What the 2022 CDC update changed
- Threshold: moved from “most CAN do” (50th centile) to “most DO” (75th centile) — gives parents earlier signal.
- New 15-month and 30-month checklists added (previously skipped).
- Duplicate items removed.
- Clearer Act Early red flags.
The 2022 version is what every US state’s Early Intervention programme now uses.
Practical scenarios — what to do
Scenario 1: 14-month-old, walking, babbling, no words yet
15-month checklist suggests 2-5 words. By 14 months still gesturing/babbling without words is on the late side. Watch for the 16-month single-word threshold. If still no words by 16 months, discuss with HV/GP — hearing test, developmental conversation.
Scenario 2: 18-month-old, lots of words, doesn't point or wave
Missing key non-verbal social-communication. Worth raising and doing the M-CHAT-R autism screen at the next 18-month visit. Joint attention (pointing to share, eye contact, gesture) is the most predictive social-communication marker at this age.
Scenario 3: 24-month-old, was saying 10 words, now silent
REGRESSION. Same-week paediatric review regardless of other features. Possible autism, possible Landau-Kleffner (rare epilepsy with language regression), possible severe stressor. Urgent.
Scenario 4: 12-month-old former 30-week preterm baby
Use corrected age. At 12 months chronological, 10 months corrected. Plot at 10 months on the chart. Most preterm babies catch up by age 2.
Scenario 5: 24-month-old bilingual household, slow English-only word count
Common in bilingual children. Combined vocabulary across both languages is what counts — should equal monolingual peers. If combined word count is also below 50, raise it.
What helps development?
- TALK to your baby constantly. Narrate everything. The single biggest driver of language outcomes.
- READ aloud daily from birth onwards.
- PLAY on the floor at baby level.
- SING — songs build phonological awareness.
- Responsive parenting — respond to babbles, smiles, gestures. Builds the conversational turn-taking foundation.
- Tummy time from birth (5-10 min several times a day initially).
- Limit screen time — AAP zero under 18 months (except video calls); 18-24 months high-quality content with co-watching; 2-5 years max 1 hr/day.
- Outdoor play — supports motor, sensory, regulation.
Care guidance — if your child has developmental concerns
- Don’t wait and see. AAP 2020: refer for evaluation AND Early Intervention in parallel when there’s concern.
- Hearing test — rule out hearing loss as cause of language / social concerns. 1-2% of children referred for autism evaluation have undiagnosed hearing loss.

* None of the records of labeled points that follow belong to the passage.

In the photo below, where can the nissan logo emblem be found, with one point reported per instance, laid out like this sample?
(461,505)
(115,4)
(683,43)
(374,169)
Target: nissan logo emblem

- Early Intervention referral — US Part C of IDEA (free, every state, no diagnosis needed). UK community paediatrics / Portage / SaLT.
- Vision check if cognitive/motor concerns.
- Genetic testing may be offered if multiple domains affected or family history.
- Speech and language therapy for language concerns — available NHS / Medicaid / school.
- Occupational therapy for sensory/motor.
- Parent peer support — NCT, NAS (UK); Autism Speaks, ASAN, Family Voices (US).
Limitations of this tool
- Surveillance checklist, not a diagnostic instrument.
- Formal screening (ASQ-3, M-CHAT-R/F) and diagnostic assessment play distinct roles.
- Doesn’t measure quality, fluency, or context of skills.
- Cultural variation in some milestones not captured.
- Children with syndromic / very preterm backgrounds may follow different trajectories.
Sources
- Zubler JM, et al. Evidence-Informed Milestones for Developmental Surveillance Tools. Pediatrics 2022;149:e2021052138.
- CDC. Learn The Signs. Act Early.
- AAP. Promoting Optimal Development: Identifying Infants and Young Children With Developmental Disorders. Pediatrics 2020.
- Hyman SL, et al. AAP. Identification, Evaluation, and Management of Children With Autism Spectrum Disorder. Pediatrics 2020.
- Madigan S, et al. Association between screen time and children’s development. JAMA Pediatr 2020.
- NICE NG43. Suspected developmental delay.